Comparing two large lists in java

I have to Array lists with 1000 objects in each of them. I need to remove all elements in Array list 1 which are there in Array list 2. Currently I am running 2 loops which is resulting in 1000 x 1000 operations in worst case.


List<DataClass> dbRows = object1.get("dbData");
List<DataClass> modifiedData = object1.get("dbData");
List<DataClass> dbRowsForLog = object2.get("dbData");
for (DataClass newDbRows : dbRows) {
            boolean found=false;
            for (DataClass oldDbRows : dbRowsForLog) {
                if (newDbRows.equals(oldDbRows)) {
                    found=true;
                    modifiedData.remove(oldDbRows);
                    break;
                }
            }
        }

public class DataClass{
    private int categoryPosition;
    private int subCategoryPosition;
    private Timestamp lastUpdateTime;
    private String lastModifiedUser;
    // + so many other variables 
    
    public boolean equals(Object o) {
        if (this == o) {
            return true;
        }
        if (o == null || getClass() != o.getClass()) {
            return false;
        }
        DataClass dataClassRow = (DataClass) o;
        return  categoryPosition == dataClassRow.categoryPosition
                && subCategoryPosition == dataClassRow.subCategoryPosition && (lastUpdateTime.compareTo(dataClassRow.lastUpdateTime)==0?true:false)
                && stringComparator(lastModifiedUser,dataClassRow.lastModifiedUser);
    }

    public String toString(){
        return "DataClass[categoryPosition="+categoryPosition+",subCategoryPosition="+subCategoryPosition
                +",lastUpdateTime="+lastUpdateTime+",lastModifiedUser="+lastModifiedUser+"]";
    }
    
    public static boolean stringComparator(String str1, String str2){
         return (str1 == null ? str2 == null : str1.equals(str2));
    }

    public int hashCode() {
    int hash = 7;
    hash = 31 * hash + (int) categoryPosition;
    hash = 31 * hash + (int) subCategoryPosition
    hash = 31 * hash + (lastModifiedUser == null ? 0 : lastModifiedUser.hashCode());
    return hash;
    }
}

The best work around i could think of is create 2 sets of strings by calling tostring() method of DataClass and compare string. It will result in 1000 (for making set1) + 1000 (for making set 2) + 1000 (searching in set ) = 3000 operations. I am stuck in Java 7. Is there any better way to do this? Thanks.

Solution

Let Java's builtin collections classes handle ~~most of~~ the optimization for you by taking advantage of a HashSet. The complexity of its contains method is O(1). I would highly recommend looking up how it achieves this because it's very interesting.
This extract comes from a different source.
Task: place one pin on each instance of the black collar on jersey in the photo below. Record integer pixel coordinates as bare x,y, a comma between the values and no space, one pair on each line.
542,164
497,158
List<DataClass> a = object1.get("dbData");
HashSet<DataClass> b = new HashSet<>(object2.get("dbData"));
a.removeAll(b);
return a;

And it's all done for you.

EDIT: caveat

In order for this to work, DataClass needs to implement Object::hashCode. Otherwise, you can't use any of the hash-based collection algorithms.

EDIT 2: implementing hashCode

An object's hash code does not need to change every time an instance variable changes. The hash code only needs to reflect the instance variables that determine equality.

For example, imagine each object had a unique field private final UUID id. In this case, you could determine if two objects were the same by simply testing the id value. Fields like lastUpdateTime and lastModifiedUser would provide information about the object, but two instances with the same id would refer to the same object, even if the lastUpdateTime and lastModifiedUser of each were different.

The point is that if you really want to want to optimize this, include as few fields as possible in the hash computation. From your example, it seems like categoryPosition and subCategoryPosition might be enough.

Whatever fields you choose to include, the simplest way to compute a hash code from them is to use Objects::hash rather than running the numbers yourself.